An eigenvalue $\lambda_{1} $ is said to be a main eigenvalue if it has an associated eigenvector $x_{1} $ whose sum of entries is nonzero, in other words the projection of $e $, the all ones vector, onto the eigenspace $W_{\lambda_{1}}$ corresponding to $\lambda_{1} $ should be nonzero.
A graph $G $ is $k $-regular if each of its vertices is of degree $k $.
It is known that a graph $G$ on $n$ vertices is said to be $k$-regular graph if and only if its corresponding adjacency matrix has exactly one main eigenvalue.
Now I'm trying to prove the sufficient condition, i.e. a graph $G $ with one main eigenvalue is $k $-regular. I notice that the projection of $e $ onto the rest of the eigenspaces other than $W_{\lambda_{1}} $ is zero (since there exists only one maineigenvalue). Moreover, $e$ can be written as a linear combination of the basis of the eigenspaces corresponding to the $\lambda_{1},\lambda_{2},...,\lambda_{n} $ eigenvalues of $G $, hence, $e= proj_{W_{1}=span (x_{1})}(e)x_{1}= c x_{1}$ with c a nonzero constant. So $G $ is regular.
Is my proof true?
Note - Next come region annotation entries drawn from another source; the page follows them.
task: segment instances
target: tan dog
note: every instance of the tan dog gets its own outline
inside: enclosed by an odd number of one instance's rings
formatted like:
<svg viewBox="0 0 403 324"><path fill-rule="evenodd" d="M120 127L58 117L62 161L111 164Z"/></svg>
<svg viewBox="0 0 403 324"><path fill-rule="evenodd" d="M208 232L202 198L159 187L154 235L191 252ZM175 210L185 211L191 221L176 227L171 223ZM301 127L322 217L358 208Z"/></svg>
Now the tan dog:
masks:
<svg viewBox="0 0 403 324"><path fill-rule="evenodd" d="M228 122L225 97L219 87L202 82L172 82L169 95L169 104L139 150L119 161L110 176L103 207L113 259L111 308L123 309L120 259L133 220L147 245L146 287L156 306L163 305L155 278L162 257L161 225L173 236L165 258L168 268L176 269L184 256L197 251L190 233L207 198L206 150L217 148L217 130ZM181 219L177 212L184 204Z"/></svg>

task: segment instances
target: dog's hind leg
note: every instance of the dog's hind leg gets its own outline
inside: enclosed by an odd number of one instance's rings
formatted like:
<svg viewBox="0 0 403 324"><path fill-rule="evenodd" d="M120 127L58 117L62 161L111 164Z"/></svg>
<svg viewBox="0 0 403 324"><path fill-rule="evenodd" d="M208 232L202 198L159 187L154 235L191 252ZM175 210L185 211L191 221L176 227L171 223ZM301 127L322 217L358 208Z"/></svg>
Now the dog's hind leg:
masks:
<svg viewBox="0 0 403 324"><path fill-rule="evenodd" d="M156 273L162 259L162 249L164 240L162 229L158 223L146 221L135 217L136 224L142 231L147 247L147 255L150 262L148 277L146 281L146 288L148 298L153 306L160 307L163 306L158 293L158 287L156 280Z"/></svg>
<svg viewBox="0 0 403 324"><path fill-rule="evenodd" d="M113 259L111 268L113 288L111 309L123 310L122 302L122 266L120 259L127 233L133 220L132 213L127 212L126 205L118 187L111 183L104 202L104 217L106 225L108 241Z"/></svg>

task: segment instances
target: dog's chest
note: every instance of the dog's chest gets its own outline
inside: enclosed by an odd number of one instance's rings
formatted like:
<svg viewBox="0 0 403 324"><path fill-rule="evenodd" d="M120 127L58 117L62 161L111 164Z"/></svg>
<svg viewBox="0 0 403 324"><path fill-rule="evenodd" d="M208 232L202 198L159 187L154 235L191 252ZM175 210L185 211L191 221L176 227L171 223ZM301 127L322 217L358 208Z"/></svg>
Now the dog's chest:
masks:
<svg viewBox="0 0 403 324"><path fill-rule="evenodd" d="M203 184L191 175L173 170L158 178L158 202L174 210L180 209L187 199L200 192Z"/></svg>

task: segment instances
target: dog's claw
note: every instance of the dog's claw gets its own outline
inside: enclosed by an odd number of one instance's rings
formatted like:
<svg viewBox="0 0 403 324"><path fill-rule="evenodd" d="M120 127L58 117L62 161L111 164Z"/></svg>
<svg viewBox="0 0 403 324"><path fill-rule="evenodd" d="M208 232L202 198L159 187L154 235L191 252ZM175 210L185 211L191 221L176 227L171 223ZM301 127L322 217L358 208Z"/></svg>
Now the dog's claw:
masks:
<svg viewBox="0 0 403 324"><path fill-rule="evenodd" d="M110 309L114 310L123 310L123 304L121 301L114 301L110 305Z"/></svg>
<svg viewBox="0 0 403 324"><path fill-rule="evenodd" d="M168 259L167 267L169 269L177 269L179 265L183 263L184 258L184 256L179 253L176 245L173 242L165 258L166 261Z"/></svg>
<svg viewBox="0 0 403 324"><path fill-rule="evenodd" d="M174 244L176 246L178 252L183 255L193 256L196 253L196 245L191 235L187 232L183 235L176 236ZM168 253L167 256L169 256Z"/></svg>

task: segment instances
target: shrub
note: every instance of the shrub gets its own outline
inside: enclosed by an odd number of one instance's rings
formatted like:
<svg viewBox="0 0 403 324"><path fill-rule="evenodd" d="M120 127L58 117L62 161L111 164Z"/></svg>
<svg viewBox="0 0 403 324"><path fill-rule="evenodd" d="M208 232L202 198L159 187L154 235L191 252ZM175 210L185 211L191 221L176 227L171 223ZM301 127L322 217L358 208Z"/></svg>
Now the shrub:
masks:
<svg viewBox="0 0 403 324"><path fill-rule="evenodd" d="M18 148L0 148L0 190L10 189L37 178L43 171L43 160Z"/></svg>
Thank you
My explicit proof:
Let $\{\lambda_{1}^{(m_{1})}, \lambda_{2}^{(m_{2})},..., \lambda_{s}^{(m_{s})}\}$ be the spectrum of $G$ counting multiplicities, and for $j=1, 2,..., s$, let $\{w_{j1},w_{j2},...,w_{jm_{j}} \}$ be the eigenvectors corersponding to $\lambda_{j}$ hence the eigenspace corresponding to each eigenvalue $\lambda_{j}$ is $W_{j}= span(w_{j1},..., w_{jm_{j}})$ i.e. $(w_{j1},..., w_{jm_{j}})$ makes up the basis of $W_{j}$. We consider $\lambda_{1}$ to be the only main eigenvalue of $G$ (so $m_{1}=1$) and $w_{11}$ is its only corresponding eigenvector whose sum of entries is nonzero.
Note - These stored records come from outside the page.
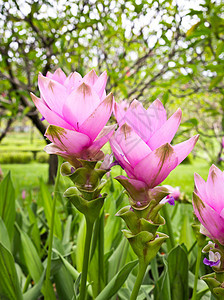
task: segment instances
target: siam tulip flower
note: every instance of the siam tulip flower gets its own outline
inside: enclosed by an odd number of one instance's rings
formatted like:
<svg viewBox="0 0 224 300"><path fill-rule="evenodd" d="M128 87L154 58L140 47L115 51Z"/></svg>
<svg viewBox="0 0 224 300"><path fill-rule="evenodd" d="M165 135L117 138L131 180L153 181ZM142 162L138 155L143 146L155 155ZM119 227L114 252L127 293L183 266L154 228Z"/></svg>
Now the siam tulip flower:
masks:
<svg viewBox="0 0 224 300"><path fill-rule="evenodd" d="M94 70L83 78L76 72L66 77L61 69L46 77L39 74L41 98L31 97L50 123L45 136L52 144L45 147L46 152L74 165L77 158L102 158L100 149L115 130L115 125L104 127L113 110L113 95L105 92L106 81L106 72L98 77Z"/></svg>
<svg viewBox="0 0 224 300"><path fill-rule="evenodd" d="M116 179L132 199L145 205L150 201L152 189L187 157L199 136L172 146L182 112L178 109L167 120L165 108L158 99L147 110L137 100L126 111L117 103L114 110L119 129L110 144L129 177Z"/></svg>
<svg viewBox="0 0 224 300"><path fill-rule="evenodd" d="M162 200L162 202L168 202L170 205L175 205L175 201L179 200L180 198L180 188L174 188L171 185L163 185L163 187L167 188L167 190L169 191L169 195L167 195L166 198Z"/></svg>
<svg viewBox="0 0 224 300"><path fill-rule="evenodd" d="M212 165L207 182L197 173L194 180L193 207L202 233L224 245L224 173Z"/></svg>

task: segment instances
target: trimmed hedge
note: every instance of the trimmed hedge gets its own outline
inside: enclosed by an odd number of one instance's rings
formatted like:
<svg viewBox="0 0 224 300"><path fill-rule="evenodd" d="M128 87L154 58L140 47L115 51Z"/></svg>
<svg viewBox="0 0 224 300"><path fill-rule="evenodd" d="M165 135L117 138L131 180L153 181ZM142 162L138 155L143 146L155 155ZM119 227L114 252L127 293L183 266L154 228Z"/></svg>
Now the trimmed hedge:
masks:
<svg viewBox="0 0 224 300"><path fill-rule="evenodd" d="M1 164L28 164L33 161L32 152L0 152Z"/></svg>
<svg viewBox="0 0 224 300"><path fill-rule="evenodd" d="M47 154L46 152L38 152L36 156L36 161L41 164L48 163L49 154Z"/></svg>

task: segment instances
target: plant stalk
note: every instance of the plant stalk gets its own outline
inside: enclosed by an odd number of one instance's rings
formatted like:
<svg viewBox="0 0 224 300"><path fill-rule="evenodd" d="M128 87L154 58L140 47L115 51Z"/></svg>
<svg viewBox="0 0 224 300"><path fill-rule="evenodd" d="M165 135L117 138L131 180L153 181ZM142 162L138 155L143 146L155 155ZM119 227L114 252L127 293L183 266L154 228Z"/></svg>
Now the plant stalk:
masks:
<svg viewBox="0 0 224 300"><path fill-rule="evenodd" d="M59 179L60 179L60 168L62 162L63 162L63 158L58 156L58 170L57 170L57 176L56 176L56 181L54 186L54 196L53 196L53 204L52 204L52 215L51 215L49 246L48 246L48 256L47 256L47 269L46 269L46 279L45 279L46 285L50 281L50 274L51 274L51 253L52 253L52 244L53 244L53 235L54 235L54 219L55 219L57 192L58 192Z"/></svg>
<svg viewBox="0 0 224 300"><path fill-rule="evenodd" d="M169 242L171 245L171 249L175 247L175 240L174 240L174 234L173 234L173 228L170 220L170 215L167 212L167 207L166 205L163 206L163 216L166 220L166 227L167 227L167 233L170 237Z"/></svg>
<svg viewBox="0 0 224 300"><path fill-rule="evenodd" d="M93 225L94 223L91 223L86 218L86 239L85 239L85 248L84 248L83 264L82 264L79 300L85 300L86 297L86 281L87 281L87 274L88 274L89 252L90 252L90 244L91 244L92 233L93 233Z"/></svg>
<svg viewBox="0 0 224 300"><path fill-rule="evenodd" d="M192 295L191 300L196 300L197 286L198 286L198 275L199 275L200 262L201 262L201 251L202 251L202 247L198 246L198 255L197 255L195 277L194 277L194 289L193 289L193 295Z"/></svg>
<svg viewBox="0 0 224 300"><path fill-rule="evenodd" d="M132 293L131 293L130 300L136 300L137 299L138 292L139 292L139 289L141 287L146 269L147 269L147 264L144 262L144 260L139 259L138 275L137 275L137 278L136 278L136 281L135 281L134 288L133 288Z"/></svg>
\Thus by Lemma 1.4.1, $proj_{W_{1}=span(w_{11})}(\textbf{e})= (w_{11}, \textbf{e})w_{11} \ne 0$. We deduce for $j=2,...,s,$ $ proj_{W_{j}}(\textbf{e})= 0$.\
Now, \textbf{e} can be written as a linear combination of basis of the eigenspaces $W_{j}$ for $j=1,...,s$, thus $\textbf{e}= \sum_{j=1}^{s}\sum_{k=1}^{m_{j}}(w_{jk}, \textbf{e})w_{jk}=\underbrace{(w_{11}, \textbf{e})}_{= c \ne 0} w_{11}+
\sum_{j=2}^{s}\underbrace{proj_{W_{j}}(\textbf{e})}_{0}= cw_{11}$
Therefore, $A(G)\textbf{e}= A(G)cw_{11}= cA(G)w_{11}= c\lambda_{1}w_{11}= \lambda_{1}cw_{11}= \lambda_{1} \textbf{e}$.